スラゴンの成長
昨日会ったことが嘘のようなすがすがしい朝だった。俺とスラさんスラゴンはそれぞれの魔法を活かし、朝食を準備する。今日は干し肉のスープに黒パン、そしてインスタント珈琲だ。スラさんがギルドでいれてくれた物には劣るがやはり朝に珈琲を飲めるのはうれしい。
「昨日のあれは何だったんだろう」
「わからん。ともかく早く森を抜けよう」
「そうだね」
朝食を終え俺たちは森の中を道なりに進んでいく。昨日はあの謎の女性を巻くために道から外れていたが、森の中の道も整備されている。これは王が公共事業として行っていることらしく、俺たちは道に迷わずに済んでいる。これに看板があればさらに最高だろう。今度会った時にでも伝えてみようか。
ウォーン
狼の遠吠えが聞こえた。
「狼か厄介な。奴らは集団で来るからな、スズキは気をつけろよ」
「逃げなくていいの?」
仮に日本で狼に出会えば3秒で逃げるだろう。勝てる気がしない。
「うむ、ゴブリンよりは素早いがそれだけだからなゴブリンキングと戦ったお前なら余裕だろう。もっとも戦闘は俺とスラゴンでやるからスズキはいつも通り目くらましを頼むぞ」
「わかった」
サポートしか出来ないのは情けないがここは自分の役目をきっちりはたすのが重要だ。スラさんと会話を終えたころ狼たちが姿を現わした。数は3匹だ。

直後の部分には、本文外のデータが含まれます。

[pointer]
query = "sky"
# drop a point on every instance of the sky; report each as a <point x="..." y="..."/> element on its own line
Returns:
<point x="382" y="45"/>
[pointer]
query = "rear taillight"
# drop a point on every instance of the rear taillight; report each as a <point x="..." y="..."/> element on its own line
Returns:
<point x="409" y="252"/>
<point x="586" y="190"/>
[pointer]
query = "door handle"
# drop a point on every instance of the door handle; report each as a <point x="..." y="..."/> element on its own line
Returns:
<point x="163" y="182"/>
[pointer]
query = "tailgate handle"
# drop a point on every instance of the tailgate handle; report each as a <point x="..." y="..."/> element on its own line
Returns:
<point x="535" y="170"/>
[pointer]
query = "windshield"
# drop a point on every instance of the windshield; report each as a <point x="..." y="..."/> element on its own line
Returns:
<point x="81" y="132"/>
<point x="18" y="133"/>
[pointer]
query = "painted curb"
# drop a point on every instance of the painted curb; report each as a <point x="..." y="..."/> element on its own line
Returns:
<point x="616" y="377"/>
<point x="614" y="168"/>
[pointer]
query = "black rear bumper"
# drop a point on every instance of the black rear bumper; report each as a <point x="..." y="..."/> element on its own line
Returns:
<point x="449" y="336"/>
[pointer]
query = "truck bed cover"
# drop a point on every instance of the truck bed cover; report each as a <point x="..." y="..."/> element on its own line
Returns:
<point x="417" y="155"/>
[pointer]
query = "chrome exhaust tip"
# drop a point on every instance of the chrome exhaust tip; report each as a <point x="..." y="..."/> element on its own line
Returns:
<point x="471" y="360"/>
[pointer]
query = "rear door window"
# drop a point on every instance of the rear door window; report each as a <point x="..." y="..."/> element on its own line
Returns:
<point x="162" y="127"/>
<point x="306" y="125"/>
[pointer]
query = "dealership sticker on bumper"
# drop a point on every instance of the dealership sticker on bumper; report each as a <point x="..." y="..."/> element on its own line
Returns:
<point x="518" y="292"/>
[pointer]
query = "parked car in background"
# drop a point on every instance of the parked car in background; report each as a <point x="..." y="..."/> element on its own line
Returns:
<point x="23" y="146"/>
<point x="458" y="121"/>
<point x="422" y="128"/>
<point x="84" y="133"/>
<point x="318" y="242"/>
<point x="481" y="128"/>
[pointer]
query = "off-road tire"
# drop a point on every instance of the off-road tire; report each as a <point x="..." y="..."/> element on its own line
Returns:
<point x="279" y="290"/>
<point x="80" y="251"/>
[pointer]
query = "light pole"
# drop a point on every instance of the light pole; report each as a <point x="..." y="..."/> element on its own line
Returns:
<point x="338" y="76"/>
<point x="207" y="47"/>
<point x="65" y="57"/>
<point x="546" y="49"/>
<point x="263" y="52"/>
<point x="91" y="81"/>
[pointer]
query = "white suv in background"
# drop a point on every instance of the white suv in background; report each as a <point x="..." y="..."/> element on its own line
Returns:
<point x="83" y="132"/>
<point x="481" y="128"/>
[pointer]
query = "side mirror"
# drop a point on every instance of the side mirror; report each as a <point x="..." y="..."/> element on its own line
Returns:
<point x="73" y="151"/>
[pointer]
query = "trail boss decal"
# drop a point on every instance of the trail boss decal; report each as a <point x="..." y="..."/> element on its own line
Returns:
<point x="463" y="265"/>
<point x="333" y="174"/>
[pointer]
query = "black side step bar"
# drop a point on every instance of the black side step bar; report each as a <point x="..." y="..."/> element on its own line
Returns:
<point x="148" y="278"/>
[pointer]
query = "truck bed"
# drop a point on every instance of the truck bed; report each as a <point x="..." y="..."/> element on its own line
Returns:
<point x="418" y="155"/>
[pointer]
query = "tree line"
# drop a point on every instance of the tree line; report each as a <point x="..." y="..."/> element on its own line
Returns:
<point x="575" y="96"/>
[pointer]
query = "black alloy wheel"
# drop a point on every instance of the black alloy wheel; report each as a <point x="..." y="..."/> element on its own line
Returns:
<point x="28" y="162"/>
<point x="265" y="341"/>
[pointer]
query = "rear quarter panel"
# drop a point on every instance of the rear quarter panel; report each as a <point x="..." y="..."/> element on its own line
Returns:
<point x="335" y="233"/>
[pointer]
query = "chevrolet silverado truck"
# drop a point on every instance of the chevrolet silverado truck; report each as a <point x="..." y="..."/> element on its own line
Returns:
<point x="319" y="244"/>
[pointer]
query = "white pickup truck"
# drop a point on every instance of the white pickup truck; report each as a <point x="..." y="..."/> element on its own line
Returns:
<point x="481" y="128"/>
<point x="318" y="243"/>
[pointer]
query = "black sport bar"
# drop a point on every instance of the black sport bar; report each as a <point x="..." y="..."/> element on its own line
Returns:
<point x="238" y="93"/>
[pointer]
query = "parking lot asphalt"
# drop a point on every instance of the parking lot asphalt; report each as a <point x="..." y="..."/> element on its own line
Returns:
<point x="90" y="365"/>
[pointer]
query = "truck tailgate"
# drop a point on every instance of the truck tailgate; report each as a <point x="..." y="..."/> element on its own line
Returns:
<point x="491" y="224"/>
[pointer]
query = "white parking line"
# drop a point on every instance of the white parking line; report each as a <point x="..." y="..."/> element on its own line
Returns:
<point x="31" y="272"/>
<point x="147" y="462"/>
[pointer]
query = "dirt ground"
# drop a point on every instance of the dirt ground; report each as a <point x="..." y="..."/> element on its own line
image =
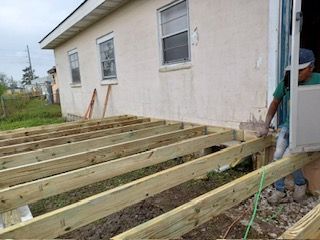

「こいつら狩に慣れているようだ。後ろにも2匹隠れているぞ」
えっ?三匹でも多いのにまだいるのか。
「とりあえず前は俺が後ろはスラゴン、お前に任せる」
プルン
そういうとスラさんは狼たちに向かっていく。俺は後方に注意を向けつつ前方の三匹に向かいサンドボールを放つ。狼たちが連携しにくいようするためだ。サンドボールで目に砂が入いると狼たちはキャウンとひるんでいた。
スラゴンは俺の周りを離れず後方に注意を払っていた。
ビュッ、ビュッ
キャウン
するとスラゴンは後方の茂みに何かを飛ばした。すると狼たちの悲鳴が聞こえた。そのままスラゴンは俺を音のする方に押していった。
「アッ」
スラゴンに支持された場所に行くとそこには2匹の狼の死骸があった。
「スラゴン、どうやって」
「スラゴンよくやった」
スラさんもあっさりと狼を討伐したようだ。
「スラさんもしかしてスラゴンもレベルアップしてる?」
「そういえば言っていなかったな。スラゴンも成長しているぞ。スラゴン、スズキにステータスを見せてやってくれないか?」
プルン
レベル10
体力D
魔力C
攻撃力D
防御力D
素早さD
能力
スライム レベル-
敵察知 レベル1
魔法
水魔法
スプラッシュ
ウォーターショット
おお、すごい強くなってる。
「敵察知とは?」
「周囲の敵の人数を把握する能力だ。もっとも今はレベル1だからその範囲は微々たるものだろう」
「あれ?でもスラさんは能力なしでわかってなかった?」
「俺のは経験だ」
流石勇者。
「ということはさっきスラゴンは敵察知で敵を把握してそこにウォーターショットを打ったと」
「そういうことだ」
「スラゴンすごいね!」
プルルン
スラゴンは照れるように揺れていた。かわいい。ウォーターショットは水の弾丸。狼は眉間を見事に撃ち抜かれていた。このスライムがすごい
「よし、狼の皮と肉を少しもらったら残りはスラゴンに吸収してもらおう」
そういうとスラさんは狼を一匹解体し他をスラゴンに吸収してもらう。
実は俺も一匹解体してみたんだが、その皮はとても売り物にできるものではなかったのはここだけの話。つらひ。
今日はこれ以降特に何もなく俺たちは昨日どうようの野営をし、眠りについた。